Während des Hannover-Besuchs von US-Präsident Barack Obama muss die Bevölkerung sich teils auf erhebliche Sicherheitsvorkehrungen einstellen. Für den Moment, in dem der US-Präsident mit seiner Kolonne und Staatsgästen zum Congress Centrum und zurück fährt, rät die Polizei Anwohnern, sich von den Fenstern fernzuhalten.

Hannover. Dies sei nötig, um Irritationen mit den Sicherheitskräften und eine mögliche Überprüfung der Wohnung zu vermeiden, teilte die Polizei am Montag mit. Betroffen von den Sicherheitsvorkehrungen sind rund 1800 Anwohner.

Die Maßnahmen betreffen vor allem das Zooviertel rund um das Congress Centrum in Hannover.
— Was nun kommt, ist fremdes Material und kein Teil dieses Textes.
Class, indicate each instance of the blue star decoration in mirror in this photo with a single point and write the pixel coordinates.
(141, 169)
Dort will Obama am 24. April gemeinsam mit Bundeskanzlerin Angela Merkel (CDU) die Hannover Messe eröffnen, deren Partnerland in diesem Jahr die USA sind.

Über Einschränkungen informierte die Polizei Anlieger am Montag bereits mit Handzetteln, außerdem ist ein Informationsabend geplant und ein Bürgertelefon wird geschaltet.

Ein Sicherheitsbereich im Zooviertel wird am 23. und 24. April nur für Anlieger zugänglich sein, die sich ausweisen und auf Personen- und Fahrzeugkontrollen einrichten müssen. Dasselbe gilt für Besucher, die von Anliegern vorab schriftlich angemeldet werden müssen. Busse und Straßenbahnen fahren am 24. April nicht durch den Sicherheitsbereich.